最初に大きく失敗すると心が乱れて演技が雑になる。つまずきを致命傷と受け取れば、ショックで傷に傷を重ねてしまい挽回が難しい。これは入試にも言えることだ。
たとえば中学入試で算数が大コケしたとする。算数が最後の科目ならいいが、たいてい算数は2番目か3番目にある。
算数の大チョンボは次の科目に影響しやすい。たとえばうっかり計算ミスをしたとしようか。途中式を解答用紙に残す方式を採る学校なら部分点をもらえるが、そうじゃなかったら考え方は合っていても得点はゼロである。オールオアナッシング。
こんな調子で大問を2〜3問落とすと衝撃で頭の中が飛んでしまい、算数のあとに控える理科や社会がシドロモドロになってしまう。
算数のミスで頭がパニックになり集中力が維持できず、答案用紙に意識がグリップしない。結局理科や社会でもミスを連発するという悪循環に陥る。
まだ国語のミスなら挽回できる。入試では国語が最初の科目という学校が多いが、国語の出来不出来は答案が返却されてみないとわからない。国語は試験が終わった瞬間「できた」と思っても得点は意に反して悪い場合が多いし、その逆もまた然りだ。
時間配分を誤り1番の問題を完璧に解こうと思って時間を取りすぎ、2番3番の問題が空白のままというミスだったらダメージが大きいが、それ以外は国語のミスが後の科目に影響することはない。
また理科社会は1問や2問間違えても配点が小さいので、少々ミスしても精神を揺るがすほどの絶望的な気持ちになったりはしない。
ところが算数のミスは浅田真央のトリプルアクセル失敗みたいな、誰の目にも明らかな、派手でわかりやすいミスである。算数で主観的にミスをしているなと思ったら、大抵は誰にでもわかる客観的ミスである。得点にガツンと残酷に跳ね返る。
国語のミスが後になって冷酒のようにジワジワ効くミスで、理科社会のミスが局地戦の敗北とするなら、算数のミスは日本軍のミッドウェー海戦のような戦局を180度変えるミスである。算数のミスは受験生をヤケクソな気分にする。

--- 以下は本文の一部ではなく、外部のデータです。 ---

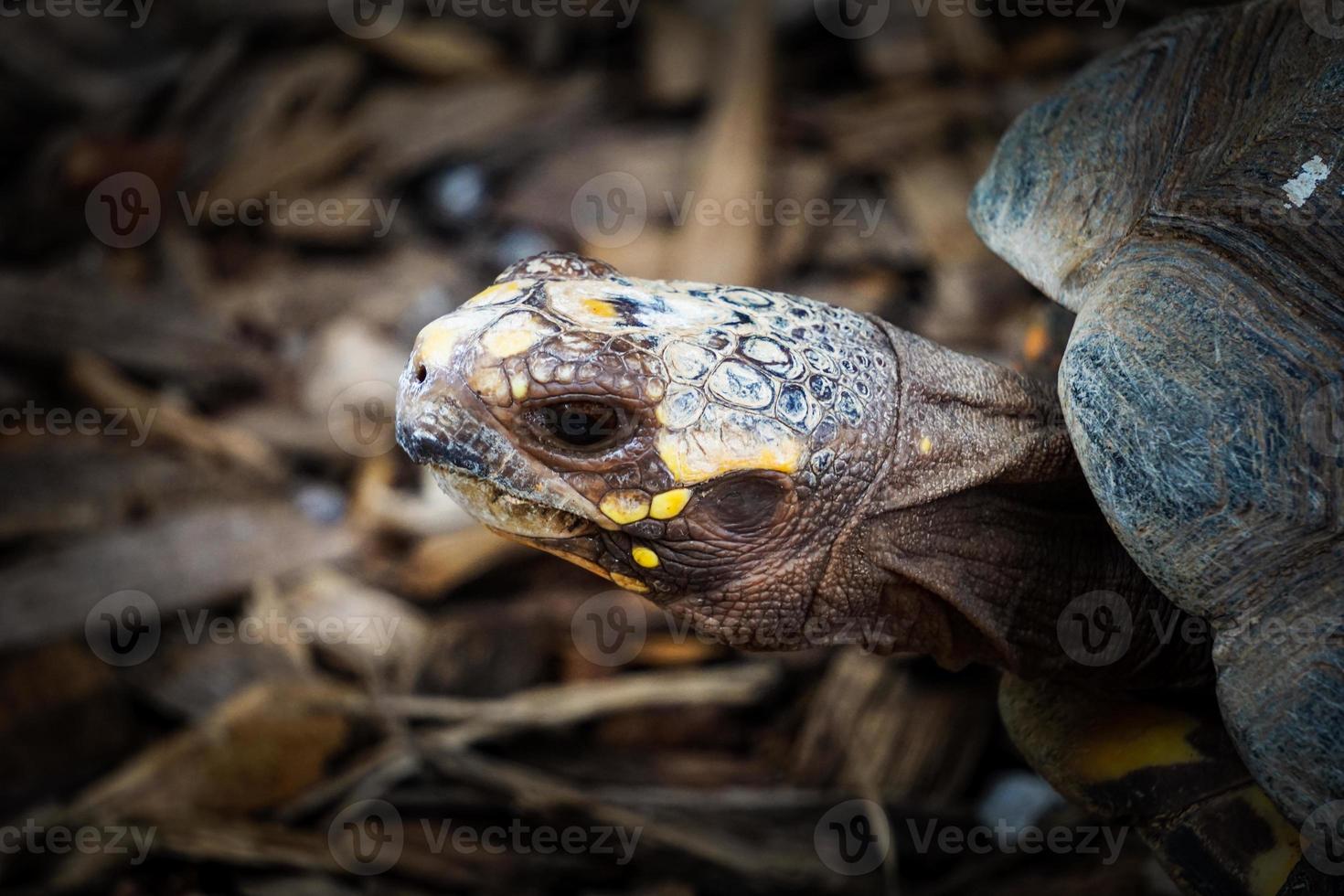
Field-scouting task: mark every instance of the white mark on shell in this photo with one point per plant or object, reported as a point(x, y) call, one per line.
point(740, 384)
point(682, 407)
point(1300, 188)
point(688, 361)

算数でミスしたら、もはや開き直りしかない。算数で「致命的」な間違いを犯せば、受験生活で努力の結果積み上げてきたガラスの城が呆気なく崩壊する映像が頭に浮かび、厭世的な心理状態に陥ってしまうが、ガラスの破片が地面に散らばる廃墟の中で、負け戦を果敢に戦う開き直りこそが勝利を呼ぶ。
死ぬ気で受験勉強して本番で大きなミスをしたら、胃が凍るような気分になり集中力が散漫になるのは当然の事だ。努力に比例してショックも大きい。
しかし、完璧主義の格好いい戦いを振り捨て、捨て身になった泥まみれのみっともない戦いを生きてこそ良い結果が出る。
算数の大チョンボは一瞬氷の絶望を生むが、絶望状態から体勢を立て直し、身体が火照るよな熱気と、研ぎ澄まされた集中力を身体に再び取り戻すことが勝機につながる。